J’ai mal au crâne.
Je prends mon petit-déjeuner devant la télévision. L’état d’urgence se poursuit, la traque aussi, les assassins accèdent toujours à la postérité et leurs victimes à l’oubli ; tout va pour le mieux dans le meilleur des mondes, ce n’était qu’un affreux cauchemar. Je vérifie le classement de Ligue 1 : Malherbe est toujours troisième après un jour sans d’Angers. Je traîne toutefois dans les vapeurs matinales une sourde angoisse de gagnant au loto, la nuit s’étant faite le catalyseur de mes inquiétudes.
A la rédaction, toutes les huiles sont présentes. Savidange est en révisions, Denis D. fait des histoires à un Michel Thor toujours aussi marteau. Au Malherbe Café, je retrouve Jenny Barre qui, depuis son passage en radio, glougloute avec la Caencanneuse, la seule à la comprendre depuis son accouchement. Il n’est que neuf heures mais je commande une Budwamser, puis me tourne vers ces dernières, plein de reproches :
– Je vous remercie pas pour cette idée de scénario catastrophe de fin de saison, ça m’a retourné le cerveau.
– Donc il est dans le bon sens maintenant ?
Jenny se tape une barre, boit la tasse, se noie, se tait.
– Et du coup, t’en as profité pour l’écrire? m’interroge la jeune maman.
– Euh… Eh doucement, j’arrive seulement!
Je siffle ma blonde et salue le Président qui, à peine sorti de sa Bentley de collection, fait une entrée remarquée immortalisée par Hair Day.
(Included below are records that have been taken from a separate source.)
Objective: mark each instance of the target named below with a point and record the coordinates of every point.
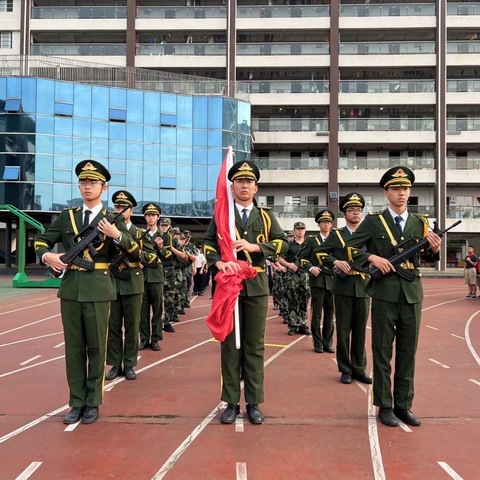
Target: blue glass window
(168, 182)
(11, 173)
(13, 105)
(168, 120)
(118, 115)
(64, 109)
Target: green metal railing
(21, 278)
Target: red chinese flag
(229, 284)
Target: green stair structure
(21, 279)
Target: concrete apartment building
(339, 91)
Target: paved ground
(166, 423)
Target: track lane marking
(438, 363)
(170, 462)
(30, 360)
(448, 469)
(27, 473)
(31, 366)
(241, 470)
(29, 324)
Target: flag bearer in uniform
(396, 302)
(253, 244)
(85, 295)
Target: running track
(166, 423)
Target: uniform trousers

Je jette un œil à son œuvre et de l’artiste fait le deuil ; rest in peace! Je cherche Aurélien pour un jeu de mot matinal, le trouve sur le départ avec la section kids, observe le travail de ces derniers en connaisseur, vais au devant de mon collègue visiblement très pressé : « C’est étonnant la façon dont ils dessinent! » débite-t-il en filant rapidement. Finalement, je m’installe et commence à bosser, essayant d’insuffler du sens à ma nuit tourmentée. De quoi s’agissait-il déjà ? Patrice Garande qui signerait à Chelsea, des joueurs convoqués en équipe de France, des blessures idiotes, des tensions au sein du vestiaire, des finances qui partent en vrille… Ce sont en effet les ingrédients d’un possible scénario catastrophe, mais très improbable. Voyons, qu’est-ce qui pourrait être suffisamment crédible pour mériter d’être écrit ? Comment Malherbe pourrait, en foirant tout, une nouvelle fois accomplir son destin ?
Avec, à l’approche des fêtes de fin d’année, les premières morsures de l’hiver, je frissonne à l’idée d’une résurgence du fameux trou normand, avec notre escouade rouge et bleue qui se serait donnée pour mission de pourfendre la statistique et d’accomplir l’exploit, de claques en fessées, d’en fin de saison s’affaisser plus bas que le Téfécé. Pour cela, le club aura eu recours en décembre, lors d’une mise au verre, au bons conseils de Jean-Marc Furlan, véritable cheval de Troyes. Mais ce scénario je n’y crois guère et s’élève du tréfonds de mes craintes un remix de Haendel.
Les notes défilent à la lisière de mes songes, insaisissables, évanescentes, palpables par leurs vibrations auxquelles font écho les battements de mon cœur et, l’instant qui suit, mélopées puis murmures envolés sous un dernier souffle d’envie. J’essaye bêtement d’en capter une d’une oreille ultrasensible, perçois une résonance, presque un cri, remonte à la source et les bras balayant l’air qui m’entoure cherche à attraper la muse qui virevolte et s’enfuit. Ma déception n’a d’égale que l’inspiration qui s’ensuit. Je bondis de ma chaise, tape quelques lignes, ne trouve personne à qui les faire lire, déprime, les efface, abandonne.
Seul dans mon coin, je fredonne l’hymne de la Ligue des Champions et me demande par quelle stupide naïveté, quelle foi imbécile, je continue à y croire malgré moi. Puis j’y pense encore et toujours et d’ailleurs, plus j’y pense, plus je flippe. Ce serait si beau, tout perdre serait terrible et je réalise que ne pas connaître l’espoir est l’antidote du désespoir. Et aussitôt je m’insurgede broyer du noir, de craindre une saison blanche au lieu de rêver rouge et bleu. Puis, à mon corps défendant, de nouveaux scénarios s’échafaudent dans ma caboche désarmée. Je n’y peux rien. Vraiment.
Je vous le dis, cette saison est un cauchemar.